エリザベート〜愛と死の輪舞〜
本のデータ
| 年月日 |
1997年1月16日 |
| 書店 |
角川書店 |
| 著者 |
ミヒャエル・クンツェ原作 小池修一郎著 |
| 題名 |
私も組織の人間ですから |
| ジャンル |
小説 |
| 本の出所 |
S市立S図書館 |
宝塚歌劇団のミュージカルの小説版です。見に行きたかったのだけれどぼんやりしているうちに見逃してしまいました。関係ないけれど、日比谷の宝塚劇場ってトイレの落書きがちょっと……。
エリザベートは、バイエルンの狂王ルードヴィヒ二世の親戚にあたります。互いに鷹、鳩と呼び合う書簡のやりとりもしていたので興味のある人物でした。この一族は悲劇の一族で妹も非業の死を遂げています。そんなわけで死(トート)に魅入られている女性という設定は無理はあるけれども、気に入りました。
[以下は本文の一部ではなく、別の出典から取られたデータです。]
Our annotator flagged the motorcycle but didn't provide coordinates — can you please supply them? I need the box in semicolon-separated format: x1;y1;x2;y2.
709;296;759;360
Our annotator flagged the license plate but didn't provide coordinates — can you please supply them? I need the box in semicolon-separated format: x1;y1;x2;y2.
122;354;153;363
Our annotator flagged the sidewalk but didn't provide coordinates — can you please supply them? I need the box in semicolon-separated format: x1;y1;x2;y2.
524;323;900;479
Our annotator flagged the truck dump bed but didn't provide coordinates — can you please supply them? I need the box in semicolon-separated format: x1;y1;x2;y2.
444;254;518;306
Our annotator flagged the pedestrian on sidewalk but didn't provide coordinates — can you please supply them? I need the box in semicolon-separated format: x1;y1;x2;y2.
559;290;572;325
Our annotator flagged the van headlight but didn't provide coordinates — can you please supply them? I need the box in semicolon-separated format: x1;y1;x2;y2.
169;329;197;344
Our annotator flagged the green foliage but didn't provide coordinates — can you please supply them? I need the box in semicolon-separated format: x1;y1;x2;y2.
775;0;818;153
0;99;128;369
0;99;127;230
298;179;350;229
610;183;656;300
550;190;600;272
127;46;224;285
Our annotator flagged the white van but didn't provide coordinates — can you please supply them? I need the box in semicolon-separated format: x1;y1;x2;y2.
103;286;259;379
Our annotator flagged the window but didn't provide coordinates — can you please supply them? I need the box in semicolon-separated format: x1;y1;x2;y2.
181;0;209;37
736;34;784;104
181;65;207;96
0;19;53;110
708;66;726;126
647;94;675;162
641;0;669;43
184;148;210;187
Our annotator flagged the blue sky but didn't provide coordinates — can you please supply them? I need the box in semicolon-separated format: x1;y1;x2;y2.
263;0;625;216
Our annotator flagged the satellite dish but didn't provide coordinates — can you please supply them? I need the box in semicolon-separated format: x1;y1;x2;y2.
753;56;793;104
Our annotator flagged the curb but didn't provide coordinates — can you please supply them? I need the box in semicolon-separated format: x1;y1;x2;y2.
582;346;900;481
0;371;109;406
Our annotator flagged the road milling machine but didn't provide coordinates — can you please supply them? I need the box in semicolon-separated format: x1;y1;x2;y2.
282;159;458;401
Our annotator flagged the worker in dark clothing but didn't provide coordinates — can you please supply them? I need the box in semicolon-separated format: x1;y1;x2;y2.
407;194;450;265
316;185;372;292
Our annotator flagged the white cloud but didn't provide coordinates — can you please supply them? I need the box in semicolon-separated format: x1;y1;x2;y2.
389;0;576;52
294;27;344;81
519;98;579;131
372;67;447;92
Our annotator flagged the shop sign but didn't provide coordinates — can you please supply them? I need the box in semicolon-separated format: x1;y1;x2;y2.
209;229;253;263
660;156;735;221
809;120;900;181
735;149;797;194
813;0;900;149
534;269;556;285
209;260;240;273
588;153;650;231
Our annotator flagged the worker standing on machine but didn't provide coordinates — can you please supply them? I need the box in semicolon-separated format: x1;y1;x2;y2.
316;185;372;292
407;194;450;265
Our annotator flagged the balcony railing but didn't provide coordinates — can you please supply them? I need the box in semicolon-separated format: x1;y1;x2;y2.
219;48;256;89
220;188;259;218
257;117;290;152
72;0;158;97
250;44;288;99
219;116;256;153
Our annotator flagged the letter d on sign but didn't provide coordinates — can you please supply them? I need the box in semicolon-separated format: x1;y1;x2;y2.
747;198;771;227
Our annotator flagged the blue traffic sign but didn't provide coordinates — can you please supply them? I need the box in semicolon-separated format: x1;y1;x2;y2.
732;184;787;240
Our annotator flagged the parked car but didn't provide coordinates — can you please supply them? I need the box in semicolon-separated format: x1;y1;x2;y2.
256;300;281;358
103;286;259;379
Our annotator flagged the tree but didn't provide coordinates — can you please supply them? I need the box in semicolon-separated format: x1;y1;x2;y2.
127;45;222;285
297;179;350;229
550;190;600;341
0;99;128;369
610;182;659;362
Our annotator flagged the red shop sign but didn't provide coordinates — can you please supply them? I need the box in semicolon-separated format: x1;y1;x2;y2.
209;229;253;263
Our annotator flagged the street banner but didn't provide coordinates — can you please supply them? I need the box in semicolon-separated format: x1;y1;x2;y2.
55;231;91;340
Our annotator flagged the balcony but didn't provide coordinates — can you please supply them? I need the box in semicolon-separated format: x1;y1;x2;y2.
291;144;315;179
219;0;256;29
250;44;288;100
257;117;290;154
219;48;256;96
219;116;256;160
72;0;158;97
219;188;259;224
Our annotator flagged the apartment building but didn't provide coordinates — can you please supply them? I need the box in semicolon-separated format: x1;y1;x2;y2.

エリザベートとトート以外の登場人物にあまり魅力がないのはご愛敬かも。
ハプスブルグ家に嫁ぐことになってから、たぶんエリザベート自身の悲劇は始まります。物語では、木から落ちて死にかけてトートに出会った時なのですが、直接的にはそうではないかと思います。特に、問題なのは嫁姑の確執でしょう。ゾフィー皇太后は、単に姑であるばかりではなく、過去のハプスブルグ家の栄華に固執しています。嫁姑だけでも面倒なのに、さらに政治や思想が絡んでくるとなると気の毒としかいいようがありません。王権がだんだん衰退していくという時代背景もありました。
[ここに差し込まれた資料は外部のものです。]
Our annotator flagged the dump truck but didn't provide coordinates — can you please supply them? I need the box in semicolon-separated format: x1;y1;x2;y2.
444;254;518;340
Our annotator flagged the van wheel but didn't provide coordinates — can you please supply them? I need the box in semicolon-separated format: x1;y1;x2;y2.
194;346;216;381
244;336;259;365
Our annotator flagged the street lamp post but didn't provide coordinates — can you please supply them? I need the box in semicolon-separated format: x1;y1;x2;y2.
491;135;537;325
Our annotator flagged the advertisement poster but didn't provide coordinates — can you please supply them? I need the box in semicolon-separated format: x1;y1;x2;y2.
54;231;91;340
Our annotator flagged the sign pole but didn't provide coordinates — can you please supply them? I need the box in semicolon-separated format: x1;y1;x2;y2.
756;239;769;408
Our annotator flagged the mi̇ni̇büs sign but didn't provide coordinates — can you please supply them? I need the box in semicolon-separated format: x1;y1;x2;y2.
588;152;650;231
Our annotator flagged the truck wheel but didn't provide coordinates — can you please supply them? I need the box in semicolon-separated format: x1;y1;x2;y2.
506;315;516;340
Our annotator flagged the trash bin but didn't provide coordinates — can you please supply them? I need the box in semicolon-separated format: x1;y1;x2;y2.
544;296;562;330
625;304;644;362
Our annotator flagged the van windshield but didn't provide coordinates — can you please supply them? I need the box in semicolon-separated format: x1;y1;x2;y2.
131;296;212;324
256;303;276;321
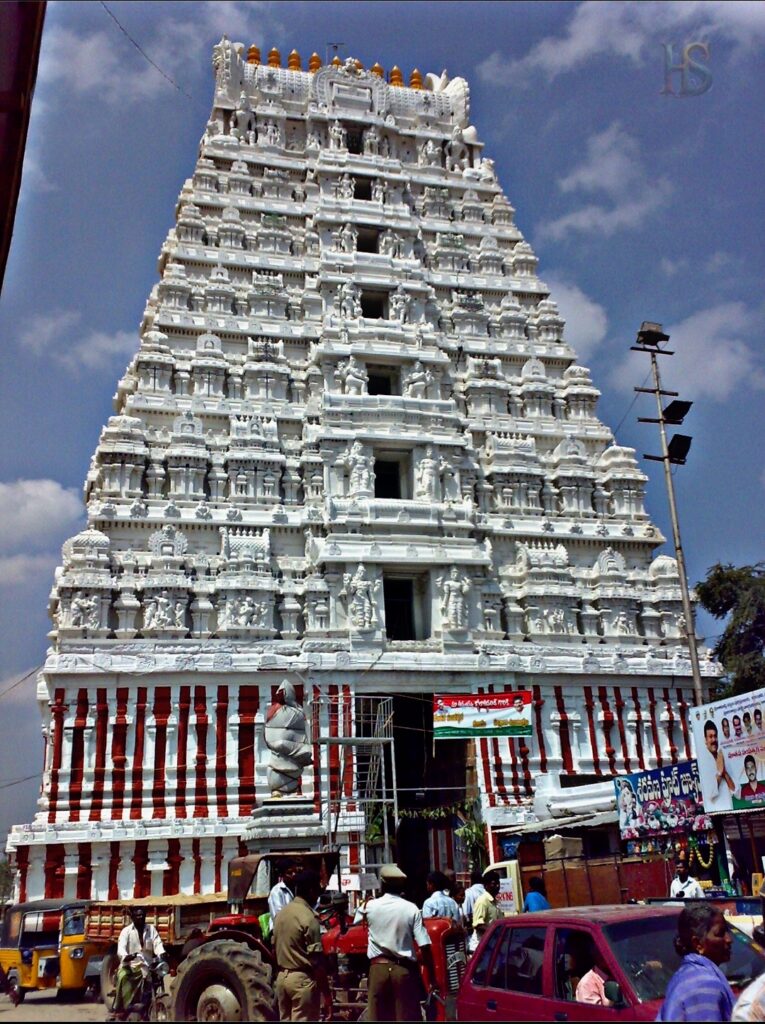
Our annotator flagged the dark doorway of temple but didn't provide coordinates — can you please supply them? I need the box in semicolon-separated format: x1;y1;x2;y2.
393;693;467;900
美貌を武器にエリザベートは、特にハンガリーとの外交で活躍し、自分の立場を確立していくことでゾフィー皇太后の権力をも狭めていきます。また、自分のために生きるという自身の哲学で、トートの誘惑も退けます。こういう場面は普通は気分良く読み進められるのに、この小説の場合はエリザベートにとうしても危うさを感じてしまいます。トートの「おまえはきっと俺を受け入れる」という意味のセリフのせいもあるかもしれませんが。
悲劇の美学を追求しているドラマチックな小説でした。熟読すると、大袈裟なところが笑いを誘います。史実は史実として置いておけば、楽しめるという感じです。でも、舞台は評判よかったから、見たらこんなこと言えないだろうなあ。